Of course, the metrics will receive scrutiny. These range from the strength of the capital cushions, the Returns on Capital, the Net Interest Margins, the level of impairments and the cost/income ratios.
Also, where applicable, those banks with trading arms will be reporting on how successful or otherwise the final quarter of 2018 was, given a difficult market backdrop – although if the recent US banking season can be taken as a lead, they may have fared well.

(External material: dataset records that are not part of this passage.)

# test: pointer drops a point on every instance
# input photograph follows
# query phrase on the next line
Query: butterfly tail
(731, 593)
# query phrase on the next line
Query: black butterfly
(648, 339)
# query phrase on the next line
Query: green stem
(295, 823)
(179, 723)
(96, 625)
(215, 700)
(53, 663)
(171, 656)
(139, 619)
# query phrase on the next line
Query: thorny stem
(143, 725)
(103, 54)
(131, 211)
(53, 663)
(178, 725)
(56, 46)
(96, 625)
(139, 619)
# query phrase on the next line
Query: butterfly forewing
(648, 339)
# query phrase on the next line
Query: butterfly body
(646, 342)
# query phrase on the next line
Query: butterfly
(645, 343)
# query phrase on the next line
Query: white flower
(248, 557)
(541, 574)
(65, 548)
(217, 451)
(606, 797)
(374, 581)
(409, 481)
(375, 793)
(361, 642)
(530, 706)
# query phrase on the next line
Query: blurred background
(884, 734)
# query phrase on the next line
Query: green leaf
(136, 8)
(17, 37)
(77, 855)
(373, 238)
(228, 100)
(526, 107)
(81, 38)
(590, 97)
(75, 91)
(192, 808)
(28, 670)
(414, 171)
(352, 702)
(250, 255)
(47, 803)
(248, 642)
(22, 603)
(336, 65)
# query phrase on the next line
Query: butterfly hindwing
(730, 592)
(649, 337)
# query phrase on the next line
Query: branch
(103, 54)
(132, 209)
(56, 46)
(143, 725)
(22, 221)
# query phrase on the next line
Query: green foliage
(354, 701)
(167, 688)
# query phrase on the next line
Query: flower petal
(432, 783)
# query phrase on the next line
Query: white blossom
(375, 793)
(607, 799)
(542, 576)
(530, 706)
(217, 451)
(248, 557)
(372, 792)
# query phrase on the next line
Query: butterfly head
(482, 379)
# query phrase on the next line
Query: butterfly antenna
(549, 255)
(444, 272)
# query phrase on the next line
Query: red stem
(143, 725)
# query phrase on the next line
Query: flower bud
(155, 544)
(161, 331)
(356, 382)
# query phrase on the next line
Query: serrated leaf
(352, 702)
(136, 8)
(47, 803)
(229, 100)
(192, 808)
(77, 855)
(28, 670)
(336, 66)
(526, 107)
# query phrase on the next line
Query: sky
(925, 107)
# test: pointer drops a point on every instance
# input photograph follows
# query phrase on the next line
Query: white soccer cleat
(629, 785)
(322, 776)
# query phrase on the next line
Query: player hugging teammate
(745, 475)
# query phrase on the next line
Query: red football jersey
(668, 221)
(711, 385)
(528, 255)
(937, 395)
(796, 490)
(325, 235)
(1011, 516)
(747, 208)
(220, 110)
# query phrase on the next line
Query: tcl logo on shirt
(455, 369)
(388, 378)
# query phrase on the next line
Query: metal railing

There will also be stock specific issues to contend with, such as the perceived slowdown in the Chinese economy of late (HSBC and Standard Chartered in particular), shareholder concern over the strength of the bank’s turnaround (Standard again, and even Barclays where calls from a shareholder activist could grow louder) and, in the case of RBS, the latest situation on the removal of the government stake.
- Lloyds Banking Group shares downgraded, but should you still buy?
- The UK banks to buy in 2019
- Brexit: What the latest vote means for you
Leading into the season, the market consensus of the shares ranges between neutral and positive.
Rather similar to the FTSE 100 index overall, the current view is that there are reasons to contend that shares are quite simply undervalued and that a positive fillip to share prices is overdue.
However, the unnerving twists and turns of the Brexit debacle may well continue to keep potential investors on the sidelines until the issue can be resolved one way or the other.
As such, it may well be that the banks will have to swim harder than ever to overcome the current tide of apathy towards the sector.